In the previous experiment, we learned how to generate a classifier, given models for each of the classes, using Bayes' Rule. The next goal is to learn such a classifier automatically, given a set of labelled samples from each of the possible classes.

Before doing this experiment, you should ensure that you have understood the previous experiment on Bayesian Classification as well as the experiment on Mean and Covariance Estimation from Data.

The idea behind maximum likelihood parameter estimation is to determine the parameters that maximize the probability (likelihood) of the sample data. From a statistical point of view, the method of maximum likelihood is considered to be more robust (with some exceptions) and yields estimators with good statistical properties. In other words, MLE methods are versatile and apply to most models and different types of data. In addition, they provide efficient methods for quantifying uncertainty through confidence bounds. Although the methodology for maximum likelihood estimation is simple, the implementation can be mathematically intense. However, with today's computing power, mathematical complexity is not a significant obstacle.

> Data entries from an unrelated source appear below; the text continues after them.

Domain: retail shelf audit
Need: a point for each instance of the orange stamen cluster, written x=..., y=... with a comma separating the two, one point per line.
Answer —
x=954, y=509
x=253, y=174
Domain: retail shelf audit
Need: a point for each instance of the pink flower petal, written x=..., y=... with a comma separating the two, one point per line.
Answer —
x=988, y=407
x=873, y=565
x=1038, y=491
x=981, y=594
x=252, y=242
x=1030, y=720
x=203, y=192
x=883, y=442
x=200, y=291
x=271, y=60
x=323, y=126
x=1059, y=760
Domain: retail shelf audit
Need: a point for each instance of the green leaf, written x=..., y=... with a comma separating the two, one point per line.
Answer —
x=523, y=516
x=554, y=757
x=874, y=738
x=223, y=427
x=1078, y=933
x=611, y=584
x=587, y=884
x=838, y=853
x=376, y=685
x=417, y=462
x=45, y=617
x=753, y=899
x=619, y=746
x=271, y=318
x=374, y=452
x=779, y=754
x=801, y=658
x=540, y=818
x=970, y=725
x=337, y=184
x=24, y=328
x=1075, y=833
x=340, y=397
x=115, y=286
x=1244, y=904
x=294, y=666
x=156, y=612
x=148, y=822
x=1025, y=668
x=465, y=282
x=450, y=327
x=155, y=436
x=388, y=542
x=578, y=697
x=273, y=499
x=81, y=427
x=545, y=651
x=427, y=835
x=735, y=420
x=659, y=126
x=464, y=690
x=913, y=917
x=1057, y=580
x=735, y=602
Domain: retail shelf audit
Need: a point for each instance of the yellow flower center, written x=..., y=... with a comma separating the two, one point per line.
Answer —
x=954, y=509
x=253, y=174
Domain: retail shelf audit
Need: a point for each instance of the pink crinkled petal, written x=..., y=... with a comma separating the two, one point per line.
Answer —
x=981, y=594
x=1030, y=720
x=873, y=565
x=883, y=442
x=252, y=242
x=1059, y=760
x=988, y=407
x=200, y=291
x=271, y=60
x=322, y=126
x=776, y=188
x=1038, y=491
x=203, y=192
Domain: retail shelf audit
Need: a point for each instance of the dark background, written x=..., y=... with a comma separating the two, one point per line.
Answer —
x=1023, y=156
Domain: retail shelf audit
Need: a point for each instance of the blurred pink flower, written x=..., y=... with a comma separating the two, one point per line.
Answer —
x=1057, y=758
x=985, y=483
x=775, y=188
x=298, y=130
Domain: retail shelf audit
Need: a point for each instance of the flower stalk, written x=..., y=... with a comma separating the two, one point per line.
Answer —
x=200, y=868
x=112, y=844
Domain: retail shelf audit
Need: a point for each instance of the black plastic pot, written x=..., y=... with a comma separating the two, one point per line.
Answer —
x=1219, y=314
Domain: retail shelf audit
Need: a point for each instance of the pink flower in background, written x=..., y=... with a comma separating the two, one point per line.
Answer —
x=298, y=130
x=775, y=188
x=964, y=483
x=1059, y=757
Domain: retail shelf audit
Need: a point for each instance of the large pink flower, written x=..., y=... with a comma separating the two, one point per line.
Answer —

The MLE is an important type of estimator for the following reasons:

  1. The MLE implements the likelihood principle.
  2. MLEs are often simple and easy to compute.
  3. MLEs have asymptotic optimality properties (consistency and efficiency).
  4. MLEs are invariant under reparameterization.
  5. If an efficient estimator exists, it is the MLE.
  6. In signal detection with unknown parameters (composite hypothesis testing), MLEs are used in implementing the generalized likelihood ratio test (GLRT).